I once heard a fellow math grad student describe mathematicians as, at heart, organizers. And it’s true – we like to sort and categorize and arrange. All of our adjectives like “continuous” or “open” or “differentiable” are categories into which we sort functions, sets, or other mathematical objects; all of our theorems are rules that we can apply to certain categories. In fact, one of the newest branches of mathematics (appropriately called “category theory“), attempts to categorize all of mathematics under a generalized abstract system.
But I suspect it’s more than mathematicians that experience this temptation to organize. I think all of us want life to be tidy in some way. Maybe we don’t need a neat physical space, but we want our political affiliations to be clear.
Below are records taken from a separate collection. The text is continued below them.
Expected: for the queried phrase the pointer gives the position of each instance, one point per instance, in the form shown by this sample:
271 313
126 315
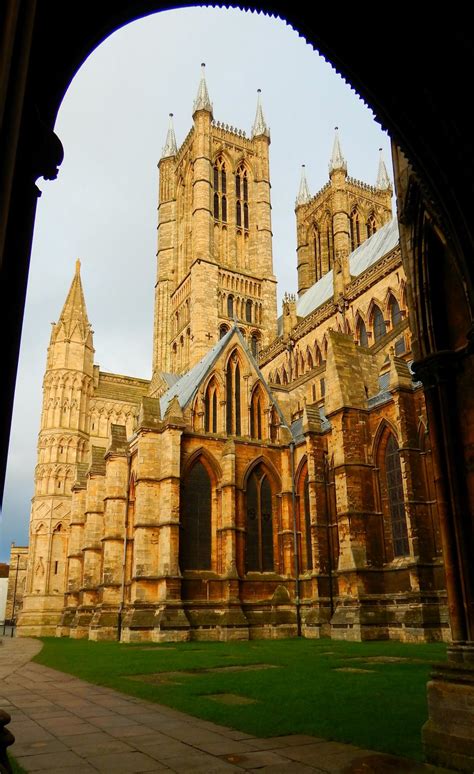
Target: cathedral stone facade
274 477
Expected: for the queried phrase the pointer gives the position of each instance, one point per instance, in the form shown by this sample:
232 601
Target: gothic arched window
306 555
317 253
396 501
254 344
195 520
371 225
380 328
259 526
362 334
220 189
355 229
233 425
248 311
210 408
256 415
395 314
242 197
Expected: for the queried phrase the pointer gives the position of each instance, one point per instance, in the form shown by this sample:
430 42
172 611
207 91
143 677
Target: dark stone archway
413 74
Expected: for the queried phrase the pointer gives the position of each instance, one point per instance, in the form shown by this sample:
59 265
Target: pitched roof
368 253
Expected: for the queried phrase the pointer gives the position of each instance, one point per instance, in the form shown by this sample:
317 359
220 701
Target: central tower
215 260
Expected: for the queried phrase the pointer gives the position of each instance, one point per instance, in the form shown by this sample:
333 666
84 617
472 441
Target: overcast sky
102 207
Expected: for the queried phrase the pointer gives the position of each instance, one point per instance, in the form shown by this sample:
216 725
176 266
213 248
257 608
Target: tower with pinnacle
63 444
214 239
336 220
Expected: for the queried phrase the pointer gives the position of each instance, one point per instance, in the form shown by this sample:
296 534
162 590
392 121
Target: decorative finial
259 125
383 181
303 194
202 101
170 147
337 159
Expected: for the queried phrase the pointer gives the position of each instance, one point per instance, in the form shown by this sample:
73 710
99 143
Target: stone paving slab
64 725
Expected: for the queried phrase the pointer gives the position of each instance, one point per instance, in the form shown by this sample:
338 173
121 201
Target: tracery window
355 229
362 334
259 526
380 328
256 415
317 253
395 313
210 408
241 197
248 311
371 225
220 190
306 560
396 501
195 520
233 424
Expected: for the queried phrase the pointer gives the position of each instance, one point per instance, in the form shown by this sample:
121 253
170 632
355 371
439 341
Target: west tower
214 239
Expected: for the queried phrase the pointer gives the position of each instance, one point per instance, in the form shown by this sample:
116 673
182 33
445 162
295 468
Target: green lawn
382 708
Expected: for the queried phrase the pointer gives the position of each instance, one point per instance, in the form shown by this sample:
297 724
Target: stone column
105 623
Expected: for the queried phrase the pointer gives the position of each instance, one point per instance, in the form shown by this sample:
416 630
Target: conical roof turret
202 101
74 312
303 194
259 125
337 159
170 147
383 181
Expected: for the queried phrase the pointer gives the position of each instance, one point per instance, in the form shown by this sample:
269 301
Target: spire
383 181
259 126
337 159
169 148
303 194
74 309
202 101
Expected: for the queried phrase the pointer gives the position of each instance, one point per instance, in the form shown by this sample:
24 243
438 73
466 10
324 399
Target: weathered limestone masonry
275 477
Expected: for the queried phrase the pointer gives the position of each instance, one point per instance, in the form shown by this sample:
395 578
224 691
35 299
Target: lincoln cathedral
274 478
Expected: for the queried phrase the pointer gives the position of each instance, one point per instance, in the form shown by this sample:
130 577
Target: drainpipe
295 540
124 557
328 531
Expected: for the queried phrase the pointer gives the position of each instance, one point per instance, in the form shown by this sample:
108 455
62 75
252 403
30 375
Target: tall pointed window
306 552
317 253
220 190
256 415
371 225
395 314
362 334
355 229
233 421
380 328
241 197
210 408
395 499
195 518
259 526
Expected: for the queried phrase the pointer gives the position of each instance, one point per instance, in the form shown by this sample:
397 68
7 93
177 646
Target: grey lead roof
368 253
186 387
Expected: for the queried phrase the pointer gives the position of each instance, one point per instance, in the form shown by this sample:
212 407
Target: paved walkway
65 725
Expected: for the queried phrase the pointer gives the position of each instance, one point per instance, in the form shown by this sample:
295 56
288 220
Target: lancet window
220 190
210 408
195 522
259 526
380 328
233 420
241 197
355 229
396 501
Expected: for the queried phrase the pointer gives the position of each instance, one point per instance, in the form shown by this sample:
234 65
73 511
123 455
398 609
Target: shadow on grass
370 694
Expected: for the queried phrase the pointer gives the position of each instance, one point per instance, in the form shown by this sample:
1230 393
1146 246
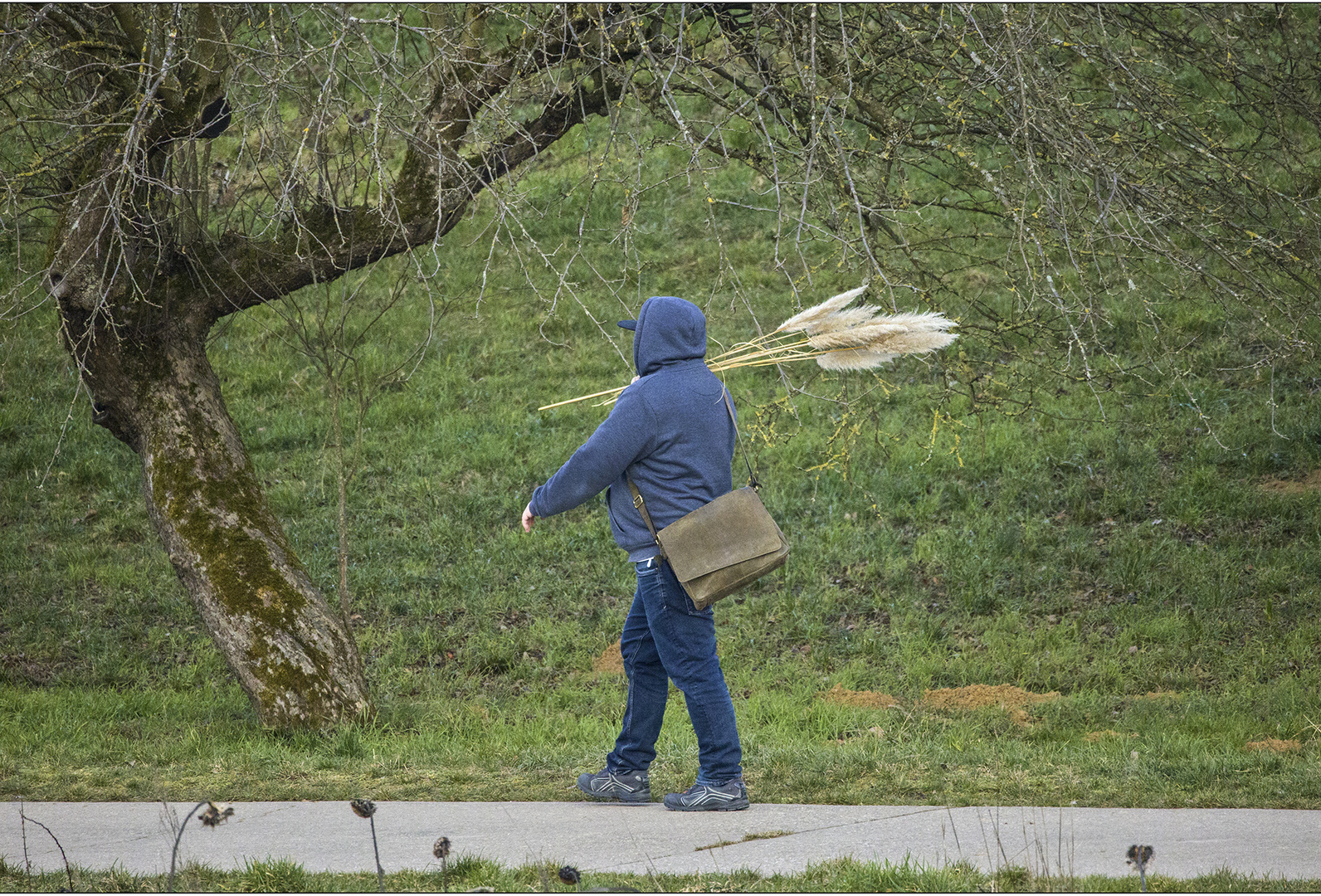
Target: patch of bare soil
863 699
1093 737
875 731
611 661
1274 746
1015 701
1294 486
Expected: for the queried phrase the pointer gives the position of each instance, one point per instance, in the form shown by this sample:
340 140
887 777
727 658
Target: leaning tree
1058 176
363 133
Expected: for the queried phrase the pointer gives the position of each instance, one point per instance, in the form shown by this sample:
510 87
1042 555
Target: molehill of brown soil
1294 486
1275 746
611 661
975 697
1093 737
863 699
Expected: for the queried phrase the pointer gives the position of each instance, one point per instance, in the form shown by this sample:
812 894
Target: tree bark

Or our inbox might be a mess, but the list of “who is an acceptable brunch companion” is very clearly sorted. We are all occasionally (or frequently!) guilty of trying to sort people into clearly opposing categories of “good” or “bad”, “liberal” or “conservative”, “creative” or “not-creative” and so on.
I was reminded of this at church last week, when our pastor briefly outlined three theologies of salvation during the sermon. His point (with which I agree) is that all three have Biblical support; it is simply untenable to pick one and deny the others. Rather, if there is some truth to be found in any of them, it must lie somewhere in the middle.
It should be an obvious fact of life – people are complicated and multi-faceted persons that can’t be easily sorted into categories. But it’s easy to forget and push towards a simpler, neater system of lines and divisions.
This is why the artist is such an important member of society. Most art wildly defies the idea that the world can be sorted into 6 colors like a bag of Skittles. Stories require us to deal with characters who are both heroes and cowards; to realize that many happy endings come at a cost; to experience mixed motives and conflicting emotions. Visual art challenges us to reconsider what is “beautiful” and that the world can be seen in more than one way. Music, dance, theatre…all can make us uncomfortable and stretch our categories.
It makes me think that all schools should have resident artists and make their students do art – otherwise we risk creating a world where everything is black and white, instead of gloriously complex and shaded.